The exhibition brings together various works produced in Tzintzuntzan “place of the hummingbirds”, Michoacán, a site that articulates the exhibition and serves as the artist’s current residence. garcia has explored Tzintzuntzan through the lens of daily lived experience: the intersection of memory, Purépecha history, proximity to local artisans and neighbors, the exploration of plastic traditions, and the bicycle journeys that allow him to map the region.

With a father from Michoacán, the artist’s cultural and artistic inquiries are directly influenced by the geographical environment. In this sense, his imaginary has been shaped not only by national crafts but also by international traditions; his travels across different continents have allowed him to identify commonalities and disparities within this vast spectrum of handwork. His current residence in Michoacán has framed his interest in Purépecha culture, whereby Tzintzuntzan ceases to be a decontextualized site and becomes a terrain for horizontal dialogue and continuous learning between the artist and local artisans.

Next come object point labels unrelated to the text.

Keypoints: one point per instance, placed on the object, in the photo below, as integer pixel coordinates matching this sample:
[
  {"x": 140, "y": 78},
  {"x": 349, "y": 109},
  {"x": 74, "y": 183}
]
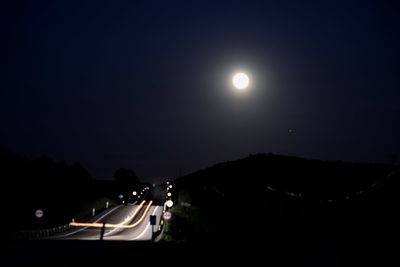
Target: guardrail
[{"x": 42, "y": 233}]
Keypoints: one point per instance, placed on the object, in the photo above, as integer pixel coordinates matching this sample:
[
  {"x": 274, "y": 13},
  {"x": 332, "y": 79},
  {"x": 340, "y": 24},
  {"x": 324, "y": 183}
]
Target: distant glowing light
[
  {"x": 240, "y": 81},
  {"x": 169, "y": 203}
]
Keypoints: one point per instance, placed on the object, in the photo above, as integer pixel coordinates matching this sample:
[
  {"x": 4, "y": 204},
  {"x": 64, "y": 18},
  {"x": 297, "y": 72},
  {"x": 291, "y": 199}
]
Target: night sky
[{"x": 146, "y": 85}]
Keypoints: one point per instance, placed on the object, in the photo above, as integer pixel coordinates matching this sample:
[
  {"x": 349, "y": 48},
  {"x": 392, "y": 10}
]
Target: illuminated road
[{"x": 130, "y": 222}]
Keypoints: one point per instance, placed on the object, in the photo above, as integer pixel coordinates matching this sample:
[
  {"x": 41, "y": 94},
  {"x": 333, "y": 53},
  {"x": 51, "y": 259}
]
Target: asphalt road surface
[{"x": 123, "y": 222}]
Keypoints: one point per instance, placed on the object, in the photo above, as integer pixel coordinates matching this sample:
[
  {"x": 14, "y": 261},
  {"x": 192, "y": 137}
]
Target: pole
[{"x": 103, "y": 229}]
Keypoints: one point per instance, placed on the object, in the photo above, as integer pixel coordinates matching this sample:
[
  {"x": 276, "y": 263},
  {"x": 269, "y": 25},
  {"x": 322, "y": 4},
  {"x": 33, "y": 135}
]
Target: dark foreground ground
[{"x": 283, "y": 247}]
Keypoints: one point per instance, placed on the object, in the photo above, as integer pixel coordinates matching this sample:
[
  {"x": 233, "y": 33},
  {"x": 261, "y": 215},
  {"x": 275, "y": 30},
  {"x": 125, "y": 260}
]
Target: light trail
[{"x": 120, "y": 225}]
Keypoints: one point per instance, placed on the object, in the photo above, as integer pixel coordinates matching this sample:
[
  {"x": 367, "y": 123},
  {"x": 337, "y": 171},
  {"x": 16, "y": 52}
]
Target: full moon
[{"x": 240, "y": 81}]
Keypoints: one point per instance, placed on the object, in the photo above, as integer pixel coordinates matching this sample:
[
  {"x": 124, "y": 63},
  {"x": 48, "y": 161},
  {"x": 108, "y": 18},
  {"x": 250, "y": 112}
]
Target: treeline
[
  {"x": 61, "y": 190},
  {"x": 263, "y": 192}
]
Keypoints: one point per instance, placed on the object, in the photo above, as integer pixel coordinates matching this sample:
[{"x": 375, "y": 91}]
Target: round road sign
[
  {"x": 167, "y": 216},
  {"x": 39, "y": 213}
]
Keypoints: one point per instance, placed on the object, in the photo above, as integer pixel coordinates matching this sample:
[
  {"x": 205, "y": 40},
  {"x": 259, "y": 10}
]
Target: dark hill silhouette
[{"x": 295, "y": 194}]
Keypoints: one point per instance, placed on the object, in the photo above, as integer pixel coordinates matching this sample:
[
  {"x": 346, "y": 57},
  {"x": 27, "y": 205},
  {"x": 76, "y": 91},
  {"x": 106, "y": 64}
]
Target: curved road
[{"x": 130, "y": 222}]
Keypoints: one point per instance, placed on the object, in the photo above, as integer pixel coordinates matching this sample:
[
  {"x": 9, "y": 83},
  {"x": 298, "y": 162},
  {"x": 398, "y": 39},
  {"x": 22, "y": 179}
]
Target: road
[{"x": 123, "y": 222}]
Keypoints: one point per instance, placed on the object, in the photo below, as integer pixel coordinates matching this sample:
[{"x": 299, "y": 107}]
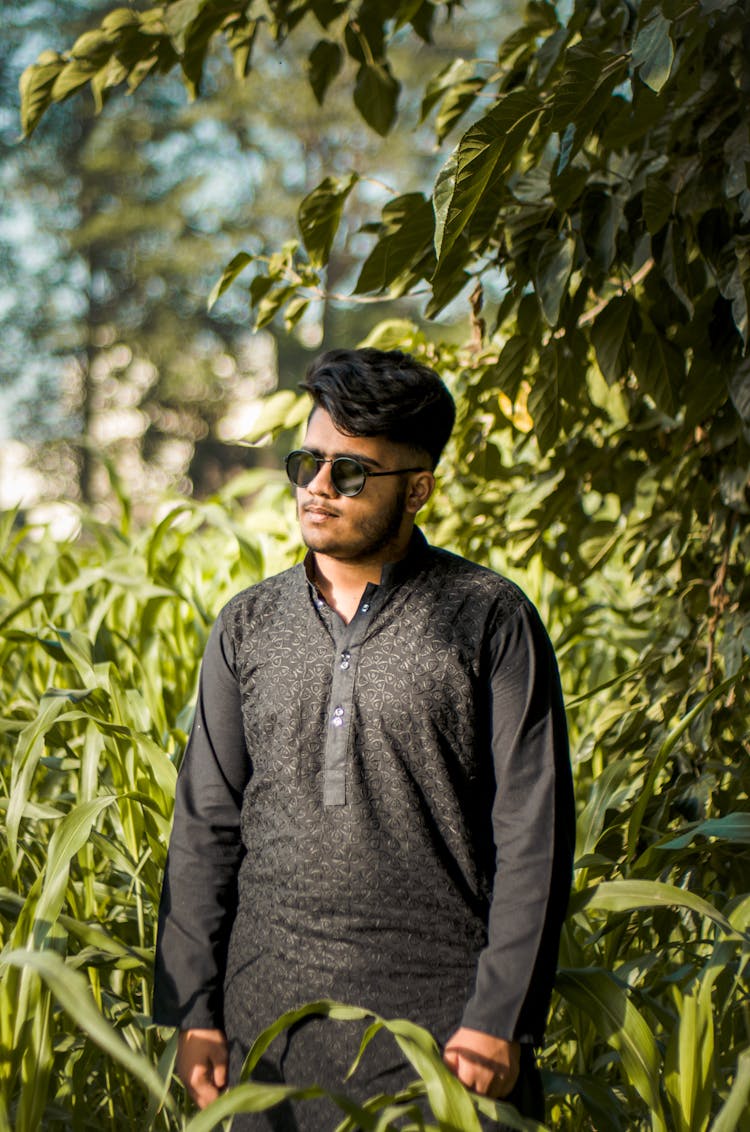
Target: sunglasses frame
[{"x": 335, "y": 460}]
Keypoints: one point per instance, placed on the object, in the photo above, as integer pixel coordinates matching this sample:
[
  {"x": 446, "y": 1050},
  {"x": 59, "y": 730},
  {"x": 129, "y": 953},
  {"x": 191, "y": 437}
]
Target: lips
[{"x": 315, "y": 509}]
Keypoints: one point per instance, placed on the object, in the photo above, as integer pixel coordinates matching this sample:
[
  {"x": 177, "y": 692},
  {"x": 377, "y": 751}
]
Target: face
[{"x": 375, "y": 524}]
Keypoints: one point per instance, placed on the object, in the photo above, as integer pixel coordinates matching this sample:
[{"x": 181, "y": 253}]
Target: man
[{"x": 376, "y": 802}]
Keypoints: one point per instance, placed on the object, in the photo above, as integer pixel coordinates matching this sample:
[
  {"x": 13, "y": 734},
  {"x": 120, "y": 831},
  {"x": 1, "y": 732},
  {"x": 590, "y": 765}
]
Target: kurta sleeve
[
  {"x": 533, "y": 820},
  {"x": 199, "y": 890}
]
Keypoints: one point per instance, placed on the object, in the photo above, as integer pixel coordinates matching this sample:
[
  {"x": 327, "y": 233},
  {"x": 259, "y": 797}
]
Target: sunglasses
[{"x": 347, "y": 474}]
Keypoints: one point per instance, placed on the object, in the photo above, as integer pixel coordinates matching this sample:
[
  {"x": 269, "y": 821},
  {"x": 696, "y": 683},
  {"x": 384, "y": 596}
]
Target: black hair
[{"x": 382, "y": 393}]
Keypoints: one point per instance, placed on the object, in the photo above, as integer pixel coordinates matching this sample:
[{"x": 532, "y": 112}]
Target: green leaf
[
  {"x": 735, "y": 1107},
  {"x": 35, "y": 88},
  {"x": 376, "y": 95},
  {"x": 660, "y": 369},
  {"x": 658, "y": 203},
  {"x": 611, "y": 337},
  {"x": 627, "y": 895},
  {"x": 551, "y": 274},
  {"x": 688, "y": 1065},
  {"x": 405, "y": 238},
  {"x": 233, "y": 268},
  {"x": 456, "y": 73},
  {"x": 508, "y": 371},
  {"x": 281, "y": 410},
  {"x": 582, "y": 94},
  {"x": 544, "y": 400},
  {"x": 72, "y": 992},
  {"x": 324, "y": 63},
  {"x": 653, "y": 51},
  {"x": 485, "y": 151},
  {"x": 734, "y": 284},
  {"x": 320, "y": 213},
  {"x": 610, "y": 1009},
  {"x": 272, "y": 302},
  {"x": 730, "y": 828}
]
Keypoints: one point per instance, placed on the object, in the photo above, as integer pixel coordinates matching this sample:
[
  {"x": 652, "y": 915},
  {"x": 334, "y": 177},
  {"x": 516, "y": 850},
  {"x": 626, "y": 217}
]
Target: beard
[{"x": 356, "y": 538}]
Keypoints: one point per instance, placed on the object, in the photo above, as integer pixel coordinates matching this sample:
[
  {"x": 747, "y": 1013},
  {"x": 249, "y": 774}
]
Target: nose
[{"x": 321, "y": 482}]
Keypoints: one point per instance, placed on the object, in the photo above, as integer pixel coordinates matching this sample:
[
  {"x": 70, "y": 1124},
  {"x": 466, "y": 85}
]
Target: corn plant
[{"x": 101, "y": 639}]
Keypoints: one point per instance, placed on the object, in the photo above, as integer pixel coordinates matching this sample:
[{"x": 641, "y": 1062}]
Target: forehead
[{"x": 325, "y": 438}]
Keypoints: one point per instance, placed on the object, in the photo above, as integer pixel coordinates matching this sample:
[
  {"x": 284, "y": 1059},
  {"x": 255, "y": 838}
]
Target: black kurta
[{"x": 379, "y": 812}]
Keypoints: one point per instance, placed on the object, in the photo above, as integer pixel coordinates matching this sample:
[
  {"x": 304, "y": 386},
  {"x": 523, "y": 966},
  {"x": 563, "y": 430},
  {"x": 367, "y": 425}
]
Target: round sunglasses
[{"x": 347, "y": 474}]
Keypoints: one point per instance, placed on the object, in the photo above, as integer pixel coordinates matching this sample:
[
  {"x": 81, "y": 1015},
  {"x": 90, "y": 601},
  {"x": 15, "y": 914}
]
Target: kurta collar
[{"x": 393, "y": 573}]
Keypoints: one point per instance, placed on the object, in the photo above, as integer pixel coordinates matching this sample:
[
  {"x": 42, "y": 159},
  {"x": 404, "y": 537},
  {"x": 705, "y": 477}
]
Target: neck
[{"x": 342, "y": 581}]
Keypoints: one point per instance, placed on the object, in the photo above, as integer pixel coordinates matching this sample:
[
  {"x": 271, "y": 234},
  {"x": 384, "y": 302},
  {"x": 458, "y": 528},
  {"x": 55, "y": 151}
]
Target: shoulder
[
  {"x": 263, "y": 600},
  {"x": 472, "y": 582}
]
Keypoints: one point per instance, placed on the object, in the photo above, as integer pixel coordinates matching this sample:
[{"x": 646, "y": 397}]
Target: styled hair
[{"x": 382, "y": 393}]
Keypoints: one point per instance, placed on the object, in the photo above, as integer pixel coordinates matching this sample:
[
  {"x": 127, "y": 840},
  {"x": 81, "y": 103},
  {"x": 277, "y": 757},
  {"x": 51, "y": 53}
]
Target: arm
[
  {"x": 533, "y": 822},
  {"x": 199, "y": 890}
]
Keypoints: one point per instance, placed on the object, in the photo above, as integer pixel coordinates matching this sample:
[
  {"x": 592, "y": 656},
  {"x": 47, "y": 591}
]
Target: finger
[
  {"x": 450, "y": 1057},
  {"x": 205, "y": 1094},
  {"x": 220, "y": 1074}
]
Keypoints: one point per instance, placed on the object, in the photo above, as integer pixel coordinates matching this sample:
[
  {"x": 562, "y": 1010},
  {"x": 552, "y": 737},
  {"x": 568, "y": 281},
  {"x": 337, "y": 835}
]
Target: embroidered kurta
[{"x": 379, "y": 812}]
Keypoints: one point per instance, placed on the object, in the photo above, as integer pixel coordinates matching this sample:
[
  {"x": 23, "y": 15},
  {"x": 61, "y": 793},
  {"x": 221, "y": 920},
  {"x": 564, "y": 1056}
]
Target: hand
[
  {"x": 485, "y": 1064},
  {"x": 201, "y": 1062}
]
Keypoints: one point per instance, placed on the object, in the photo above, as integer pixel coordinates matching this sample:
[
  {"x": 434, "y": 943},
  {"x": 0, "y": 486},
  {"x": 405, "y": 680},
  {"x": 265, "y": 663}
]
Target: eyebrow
[{"x": 368, "y": 461}]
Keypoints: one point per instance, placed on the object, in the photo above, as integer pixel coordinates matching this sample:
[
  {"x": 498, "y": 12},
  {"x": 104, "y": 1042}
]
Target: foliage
[{"x": 596, "y": 209}]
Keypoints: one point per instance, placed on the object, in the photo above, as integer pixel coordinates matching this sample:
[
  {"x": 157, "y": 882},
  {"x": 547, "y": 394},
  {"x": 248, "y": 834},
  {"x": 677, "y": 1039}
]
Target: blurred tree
[
  {"x": 592, "y": 216},
  {"x": 136, "y": 209}
]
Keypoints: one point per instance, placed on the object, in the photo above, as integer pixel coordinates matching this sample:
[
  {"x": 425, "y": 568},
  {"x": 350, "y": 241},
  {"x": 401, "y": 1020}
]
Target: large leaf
[
  {"x": 320, "y": 213},
  {"x": 653, "y": 51},
  {"x": 660, "y": 367},
  {"x": 324, "y": 65},
  {"x": 689, "y": 1062},
  {"x": 544, "y": 400},
  {"x": 730, "y": 828},
  {"x": 376, "y": 96},
  {"x": 735, "y": 1107},
  {"x": 72, "y": 992},
  {"x": 236, "y": 265},
  {"x": 405, "y": 238},
  {"x": 486, "y": 149},
  {"x": 551, "y": 274},
  {"x": 627, "y": 895}
]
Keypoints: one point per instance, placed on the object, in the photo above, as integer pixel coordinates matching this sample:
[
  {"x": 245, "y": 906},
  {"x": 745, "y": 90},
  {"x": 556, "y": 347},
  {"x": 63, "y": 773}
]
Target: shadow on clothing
[{"x": 318, "y": 1052}]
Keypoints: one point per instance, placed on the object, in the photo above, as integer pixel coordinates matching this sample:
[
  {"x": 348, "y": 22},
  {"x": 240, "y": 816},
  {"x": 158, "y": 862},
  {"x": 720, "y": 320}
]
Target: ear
[{"x": 421, "y": 486}]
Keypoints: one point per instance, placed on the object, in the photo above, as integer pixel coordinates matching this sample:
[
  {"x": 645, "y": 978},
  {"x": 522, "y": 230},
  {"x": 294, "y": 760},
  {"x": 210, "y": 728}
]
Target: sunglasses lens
[
  {"x": 347, "y": 476},
  {"x": 301, "y": 468}
]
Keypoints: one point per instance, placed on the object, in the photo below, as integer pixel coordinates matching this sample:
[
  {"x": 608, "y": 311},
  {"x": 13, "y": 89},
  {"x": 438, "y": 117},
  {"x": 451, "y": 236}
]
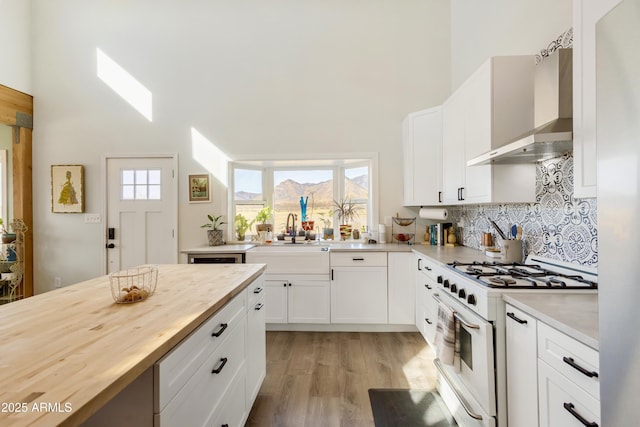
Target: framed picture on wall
[
  {"x": 199, "y": 188},
  {"x": 67, "y": 188}
]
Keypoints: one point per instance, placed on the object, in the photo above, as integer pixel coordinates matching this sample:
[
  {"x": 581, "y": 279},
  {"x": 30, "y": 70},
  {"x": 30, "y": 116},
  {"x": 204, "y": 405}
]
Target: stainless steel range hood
[{"x": 553, "y": 135}]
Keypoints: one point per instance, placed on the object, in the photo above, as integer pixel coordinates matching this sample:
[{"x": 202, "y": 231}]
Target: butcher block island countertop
[{"x": 68, "y": 352}]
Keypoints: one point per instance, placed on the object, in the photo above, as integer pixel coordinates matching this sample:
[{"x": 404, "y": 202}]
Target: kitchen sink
[{"x": 291, "y": 258}]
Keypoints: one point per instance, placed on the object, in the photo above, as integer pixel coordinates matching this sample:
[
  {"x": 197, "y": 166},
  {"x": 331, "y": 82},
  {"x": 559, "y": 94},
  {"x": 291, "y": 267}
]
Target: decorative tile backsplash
[{"x": 556, "y": 226}]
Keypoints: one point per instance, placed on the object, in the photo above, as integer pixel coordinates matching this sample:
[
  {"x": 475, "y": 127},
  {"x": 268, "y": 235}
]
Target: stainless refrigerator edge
[{"x": 618, "y": 152}]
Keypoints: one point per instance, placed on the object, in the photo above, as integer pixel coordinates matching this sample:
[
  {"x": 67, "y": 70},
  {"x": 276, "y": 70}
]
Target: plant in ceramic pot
[
  {"x": 214, "y": 233},
  {"x": 6, "y": 236},
  {"x": 242, "y": 225},
  {"x": 262, "y": 217},
  {"x": 347, "y": 211}
]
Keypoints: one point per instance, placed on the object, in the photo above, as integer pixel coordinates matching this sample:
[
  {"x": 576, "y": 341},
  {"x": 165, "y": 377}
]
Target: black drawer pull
[
  {"x": 569, "y": 361},
  {"x": 570, "y": 408},
  {"x": 223, "y": 326},
  {"x": 514, "y": 317},
  {"x": 223, "y": 362}
]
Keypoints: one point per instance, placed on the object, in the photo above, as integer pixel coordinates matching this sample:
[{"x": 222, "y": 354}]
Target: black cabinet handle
[
  {"x": 570, "y": 408},
  {"x": 223, "y": 326},
  {"x": 223, "y": 362},
  {"x": 514, "y": 317},
  {"x": 569, "y": 361}
]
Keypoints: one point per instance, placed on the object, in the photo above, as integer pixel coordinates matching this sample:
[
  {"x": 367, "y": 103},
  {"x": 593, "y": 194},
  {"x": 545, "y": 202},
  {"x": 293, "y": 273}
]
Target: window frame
[{"x": 337, "y": 162}]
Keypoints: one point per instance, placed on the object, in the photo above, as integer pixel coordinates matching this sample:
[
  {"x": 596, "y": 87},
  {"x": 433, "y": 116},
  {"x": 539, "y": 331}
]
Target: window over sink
[{"x": 280, "y": 184}]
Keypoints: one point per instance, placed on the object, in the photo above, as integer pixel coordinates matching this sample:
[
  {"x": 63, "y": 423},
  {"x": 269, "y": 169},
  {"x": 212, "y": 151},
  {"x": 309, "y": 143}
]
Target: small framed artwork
[
  {"x": 67, "y": 188},
  {"x": 199, "y": 188}
]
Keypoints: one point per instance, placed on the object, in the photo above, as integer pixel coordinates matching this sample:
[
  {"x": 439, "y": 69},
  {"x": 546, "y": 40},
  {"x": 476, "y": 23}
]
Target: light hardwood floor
[{"x": 323, "y": 378}]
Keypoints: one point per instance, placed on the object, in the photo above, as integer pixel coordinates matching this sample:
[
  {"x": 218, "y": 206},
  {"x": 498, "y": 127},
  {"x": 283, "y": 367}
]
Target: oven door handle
[
  {"x": 455, "y": 390},
  {"x": 457, "y": 315}
]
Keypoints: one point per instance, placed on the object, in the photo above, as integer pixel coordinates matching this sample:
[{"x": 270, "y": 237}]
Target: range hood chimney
[{"x": 553, "y": 132}]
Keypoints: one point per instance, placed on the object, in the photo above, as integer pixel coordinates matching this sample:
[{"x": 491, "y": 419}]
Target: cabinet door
[
  {"x": 562, "y": 402},
  {"x": 276, "y": 301},
  {"x": 453, "y": 135},
  {"x": 422, "y": 145},
  {"x": 522, "y": 362},
  {"x": 401, "y": 288},
  {"x": 585, "y": 16},
  {"x": 359, "y": 295},
  {"x": 309, "y": 301}
]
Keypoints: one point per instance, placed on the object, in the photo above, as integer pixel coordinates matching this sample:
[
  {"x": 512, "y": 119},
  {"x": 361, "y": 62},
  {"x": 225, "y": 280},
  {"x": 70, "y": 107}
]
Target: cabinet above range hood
[{"x": 553, "y": 134}]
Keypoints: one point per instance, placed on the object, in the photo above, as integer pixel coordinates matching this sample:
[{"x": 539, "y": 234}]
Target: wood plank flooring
[{"x": 322, "y": 378}]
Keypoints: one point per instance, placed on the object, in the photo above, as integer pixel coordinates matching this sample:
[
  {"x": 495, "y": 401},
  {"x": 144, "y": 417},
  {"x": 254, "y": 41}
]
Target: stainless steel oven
[
  {"x": 215, "y": 258},
  {"x": 471, "y": 377}
]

Several artworks featured in En la boca del lobo revisit processes and materials used by the artist in 2011, in which garcia constructs textiles from the rubber of punctured bicycle inner tubes after removing their valves. The exhibition also includes chains carved in cantera stone, carved pine pillars, and various crochet weavings made from diverse materials such as copper wire, cassette tape, and natural wool, interwoven with objects found on the road.

Other works explore the anatomy of human hands, referring to the primordial tool that allows for the transmutation of almost any matter. This action was observed and learned alongside the artisans of Tzintzuntzan. Hands carved in cantera or eucalyptus wood, or woven in popotillo, palm, chuspata, and copper wire, do not merely refer to the body and its creative capacity; they reclaim the identity of those who perform artisanal labor, a task frequently obscured or marginalized.

garcia’s practice is defined by the constant juxtaposition of diverse materials, a language that forces the coexistence of the seemingly irreconcilable: metal and ceramics, casting and modeling, wire and varied textile fibers, bicycle rubber and valves. In this oscillation between extremes, the exhibition presents several thresholds, physical or symbolic structures that divide the interior from the exterior. En la boca del lobo is a colloquial warning about leaving one place to enter another where danger is imminent. Having crossed this threshold, what emerges is a song of survival that overcomes punctured tires and violent territories, a song that finds its echo in the shared and learned practices of Andrés López, Diego López, Isidro López, Paula Juan Flores, Don Guzman, Aimé, Paula Guzmán, and Raúl Cortés Melo artisans and neighbors.